October 8th 2020 marked Clean Air Day 2020 , the UK’s largest air pollution campaign led by Global Action Plan, a charity working towards a “green and thriving planet.”
Last year’s celebrations saw more than 3,700 organisations and hundreds of thousands people across the UK take part in 614 events.
The campaign aims to bring together communities, businesses, schools and health professional to combat air pollution.
It also aims to raise awareness about air pollution and it’s damaging effect upon our health, by providing actionable steps we can all take to improve air quality.
While the nationwide campaign usually takes place in June, it was postponed to October due to the pandemic with a lot of the activities taking place virtually this year.
Air pollution is a growing and pressing problem which affects the health of millions of people, from unborn babies to the elderly.
The problem is particularly acute in bustling cities like Leeds, one of Europe’s most polluted urban areas.
Research has shown that people living in UK cities and towns such as Leeds are “25 times more likely” to die from air pollution than road traffic road accidents.
Around 300 people die each year, due to long term exposure to toxins in the air such as tiny PM2.5 particles.
These particles come from a range of sources such as petrol/diesel vehicles and wood burning stoves. Due to their size, they can easily enter the lungs and circulatory system. This can subsequently increase the risk of serious illnesses and worsen many existing conditions such as respiratory disorders.
What is the University of Leeds doing to tackle this problem ?
In 2017, the former Vice-Chancellor, Sir Alan Langlands signed the Clean Air Leeds pledge to demonstrate the University’s commitment to improving air quality in the city and encourage behavioural change at both an organisational and individual level.
Dr Kirsty Pringle and Dr Jim McQuaid, both from the School of Earth and Environment are taking part in a new Born in Bradford (BiB) research programme funded by the National Institute for Health Research.
The study, called BiB Breathes works with primary school children across Bradford to measure the levels of pollutions and the overall impact upon health.

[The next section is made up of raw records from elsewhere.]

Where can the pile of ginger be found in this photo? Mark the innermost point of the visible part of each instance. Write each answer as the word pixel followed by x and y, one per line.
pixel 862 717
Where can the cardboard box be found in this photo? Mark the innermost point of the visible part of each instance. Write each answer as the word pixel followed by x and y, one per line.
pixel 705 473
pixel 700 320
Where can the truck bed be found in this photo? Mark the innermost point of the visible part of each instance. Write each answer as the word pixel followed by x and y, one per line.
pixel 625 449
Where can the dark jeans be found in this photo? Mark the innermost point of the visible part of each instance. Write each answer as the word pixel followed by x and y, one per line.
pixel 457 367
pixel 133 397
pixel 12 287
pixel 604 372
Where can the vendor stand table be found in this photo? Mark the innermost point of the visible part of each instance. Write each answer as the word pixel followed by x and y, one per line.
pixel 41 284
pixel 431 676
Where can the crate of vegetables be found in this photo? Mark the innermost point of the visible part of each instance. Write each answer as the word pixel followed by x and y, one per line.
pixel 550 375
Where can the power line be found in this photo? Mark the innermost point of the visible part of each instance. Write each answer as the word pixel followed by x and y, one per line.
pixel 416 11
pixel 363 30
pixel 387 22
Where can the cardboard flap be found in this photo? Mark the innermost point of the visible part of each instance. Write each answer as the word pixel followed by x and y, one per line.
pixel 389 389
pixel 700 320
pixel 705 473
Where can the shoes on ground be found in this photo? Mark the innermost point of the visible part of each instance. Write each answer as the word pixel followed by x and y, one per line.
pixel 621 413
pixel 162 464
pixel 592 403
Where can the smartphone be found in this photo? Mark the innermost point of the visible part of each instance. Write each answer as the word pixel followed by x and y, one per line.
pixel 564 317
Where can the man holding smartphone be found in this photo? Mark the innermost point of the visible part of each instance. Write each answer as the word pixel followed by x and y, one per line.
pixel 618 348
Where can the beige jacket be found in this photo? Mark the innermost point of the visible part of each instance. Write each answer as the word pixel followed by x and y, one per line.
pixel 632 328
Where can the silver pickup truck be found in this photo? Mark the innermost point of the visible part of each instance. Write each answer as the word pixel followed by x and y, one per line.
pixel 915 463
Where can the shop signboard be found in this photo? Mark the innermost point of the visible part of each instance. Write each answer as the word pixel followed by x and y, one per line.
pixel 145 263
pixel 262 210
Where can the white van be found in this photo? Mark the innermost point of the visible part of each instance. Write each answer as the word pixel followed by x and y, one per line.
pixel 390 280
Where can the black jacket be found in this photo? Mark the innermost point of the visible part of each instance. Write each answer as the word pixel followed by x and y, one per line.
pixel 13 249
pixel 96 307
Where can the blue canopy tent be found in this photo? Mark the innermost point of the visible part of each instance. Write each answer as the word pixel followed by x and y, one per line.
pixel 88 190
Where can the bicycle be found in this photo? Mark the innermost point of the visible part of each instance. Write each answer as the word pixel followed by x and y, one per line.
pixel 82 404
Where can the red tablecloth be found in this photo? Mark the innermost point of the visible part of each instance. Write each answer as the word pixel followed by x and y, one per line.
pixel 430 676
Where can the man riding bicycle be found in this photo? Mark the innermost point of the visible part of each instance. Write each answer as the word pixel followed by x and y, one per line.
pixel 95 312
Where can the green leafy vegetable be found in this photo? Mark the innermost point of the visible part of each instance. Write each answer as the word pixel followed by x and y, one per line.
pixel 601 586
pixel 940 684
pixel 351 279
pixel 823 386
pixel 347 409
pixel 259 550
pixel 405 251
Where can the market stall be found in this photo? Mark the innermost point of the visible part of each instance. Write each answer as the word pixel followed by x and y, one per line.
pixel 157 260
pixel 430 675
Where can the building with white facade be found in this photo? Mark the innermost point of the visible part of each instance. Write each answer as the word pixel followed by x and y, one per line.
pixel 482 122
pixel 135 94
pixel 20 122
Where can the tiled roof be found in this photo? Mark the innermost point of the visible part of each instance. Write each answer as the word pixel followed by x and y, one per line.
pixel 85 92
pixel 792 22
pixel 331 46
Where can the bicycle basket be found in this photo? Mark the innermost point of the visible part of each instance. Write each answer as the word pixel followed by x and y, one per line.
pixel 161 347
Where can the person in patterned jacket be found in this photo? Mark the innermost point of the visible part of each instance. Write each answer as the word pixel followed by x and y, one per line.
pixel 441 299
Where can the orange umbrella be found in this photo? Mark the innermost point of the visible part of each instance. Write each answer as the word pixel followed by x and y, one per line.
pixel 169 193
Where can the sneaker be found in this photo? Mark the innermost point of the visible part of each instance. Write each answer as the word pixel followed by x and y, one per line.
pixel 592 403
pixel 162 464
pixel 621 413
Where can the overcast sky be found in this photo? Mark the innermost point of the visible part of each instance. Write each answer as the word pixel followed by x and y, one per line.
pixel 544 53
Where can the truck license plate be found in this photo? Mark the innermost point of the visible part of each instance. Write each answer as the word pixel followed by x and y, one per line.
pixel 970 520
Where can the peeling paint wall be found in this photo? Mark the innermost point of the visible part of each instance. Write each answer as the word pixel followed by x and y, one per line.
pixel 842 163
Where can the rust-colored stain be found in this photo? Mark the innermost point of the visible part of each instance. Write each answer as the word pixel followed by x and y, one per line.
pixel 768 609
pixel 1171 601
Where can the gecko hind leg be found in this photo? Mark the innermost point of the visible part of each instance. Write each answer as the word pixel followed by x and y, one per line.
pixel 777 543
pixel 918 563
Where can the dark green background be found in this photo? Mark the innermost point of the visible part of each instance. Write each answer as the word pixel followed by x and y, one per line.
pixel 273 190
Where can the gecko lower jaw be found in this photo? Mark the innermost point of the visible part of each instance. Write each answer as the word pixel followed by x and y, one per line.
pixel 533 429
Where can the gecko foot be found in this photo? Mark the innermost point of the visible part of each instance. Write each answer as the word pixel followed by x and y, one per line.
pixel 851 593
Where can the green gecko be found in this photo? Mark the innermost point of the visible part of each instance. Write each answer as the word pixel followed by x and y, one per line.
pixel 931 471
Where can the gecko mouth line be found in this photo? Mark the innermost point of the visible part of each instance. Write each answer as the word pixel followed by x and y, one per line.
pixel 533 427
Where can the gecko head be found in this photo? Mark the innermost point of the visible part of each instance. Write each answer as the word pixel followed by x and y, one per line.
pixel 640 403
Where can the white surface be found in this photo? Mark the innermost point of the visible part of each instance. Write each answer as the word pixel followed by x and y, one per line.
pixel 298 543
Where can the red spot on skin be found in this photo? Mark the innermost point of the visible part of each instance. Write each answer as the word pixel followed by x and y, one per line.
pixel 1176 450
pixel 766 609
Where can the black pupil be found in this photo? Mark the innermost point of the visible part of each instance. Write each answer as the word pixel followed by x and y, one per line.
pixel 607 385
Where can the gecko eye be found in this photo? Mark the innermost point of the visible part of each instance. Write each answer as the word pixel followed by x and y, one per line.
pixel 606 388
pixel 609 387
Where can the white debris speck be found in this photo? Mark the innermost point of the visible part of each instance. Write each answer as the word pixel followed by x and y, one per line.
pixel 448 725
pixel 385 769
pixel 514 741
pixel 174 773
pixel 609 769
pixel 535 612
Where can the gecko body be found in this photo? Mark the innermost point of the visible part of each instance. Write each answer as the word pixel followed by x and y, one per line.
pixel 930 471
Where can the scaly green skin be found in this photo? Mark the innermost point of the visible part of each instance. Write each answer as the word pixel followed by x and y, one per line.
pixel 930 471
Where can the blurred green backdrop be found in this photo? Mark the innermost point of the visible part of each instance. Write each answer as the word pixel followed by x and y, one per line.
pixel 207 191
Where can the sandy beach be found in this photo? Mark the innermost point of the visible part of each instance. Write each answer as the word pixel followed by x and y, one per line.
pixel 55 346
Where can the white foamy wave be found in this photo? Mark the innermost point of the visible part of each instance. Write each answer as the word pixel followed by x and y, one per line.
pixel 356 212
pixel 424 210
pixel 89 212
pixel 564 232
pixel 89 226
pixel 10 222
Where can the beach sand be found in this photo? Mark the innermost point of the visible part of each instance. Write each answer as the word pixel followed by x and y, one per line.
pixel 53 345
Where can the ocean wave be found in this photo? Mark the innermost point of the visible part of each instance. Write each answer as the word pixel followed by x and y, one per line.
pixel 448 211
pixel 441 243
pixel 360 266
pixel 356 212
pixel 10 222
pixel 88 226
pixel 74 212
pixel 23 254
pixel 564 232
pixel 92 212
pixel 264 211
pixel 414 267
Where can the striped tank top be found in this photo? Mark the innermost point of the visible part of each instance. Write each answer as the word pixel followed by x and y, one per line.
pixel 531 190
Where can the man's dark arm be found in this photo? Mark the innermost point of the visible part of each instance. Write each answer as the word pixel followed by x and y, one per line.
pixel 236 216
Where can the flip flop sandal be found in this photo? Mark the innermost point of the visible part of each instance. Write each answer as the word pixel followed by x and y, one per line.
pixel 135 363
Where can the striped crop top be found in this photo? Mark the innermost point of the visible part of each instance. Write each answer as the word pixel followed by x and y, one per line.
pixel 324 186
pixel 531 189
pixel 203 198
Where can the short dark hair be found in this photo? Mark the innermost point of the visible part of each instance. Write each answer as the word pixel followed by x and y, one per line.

Dr Pringle stated “the University of Leeds is currently working on ways to develop low-cost portable particulate matter sensors,” that students can easily carry around with them on their commute to and from school at regular intervals over a two-year period.
She went on to add that: “The idea is that we will measure before and after the planned introduction of Bradford Clean Air Zone that aims to reduce air pollution in the city centre. Then we can investigate the effect that the Clean Air Zone has on children’s exposure to pollution, and the BiB team can look at additional health factors and examine if children’s health improves.”
Dr McQuaid, emphasised the effects of air pollution on children and unborn babies: “Overall, it’s very difficult to quantify, but everything suggests that a child growing up exposed to air pollution is not going to live as long a life.”
What can students do?
We spoke to Meegan, a third-year sustainability and environmental management student, who is working at Born in Bradford as an air quality research assistant. She shared some practical ways that students can tackle air pollution:
- Be self-aware of how you travel to places and what your pollution output is
- Do more research about air quality, it doesn’t have to be in too much depth but of you know the health risks around breathing polluted air that would raise your awareness of what is happening.
- Contact your local MP about your concerns about your concerns around air pollution and assure you that the council will do more to help with this.
Dr Pringle also shared some of her own tips for students:
“Cars are clearly an important source of air pollution, especially in the city centre, for those students that do drive it is worth considering if you can either walk or bike for short journeys instead of driving. “
“Fires are actually a big source of pollution; in winter woodburning stoves create a lot of pollution especially on cold still winter days when the pollution tends to accumulate at the surface, close to where it is emitted, leading to high concentrations of pollutants. This is important as of course it is air near the surface that we breathe!”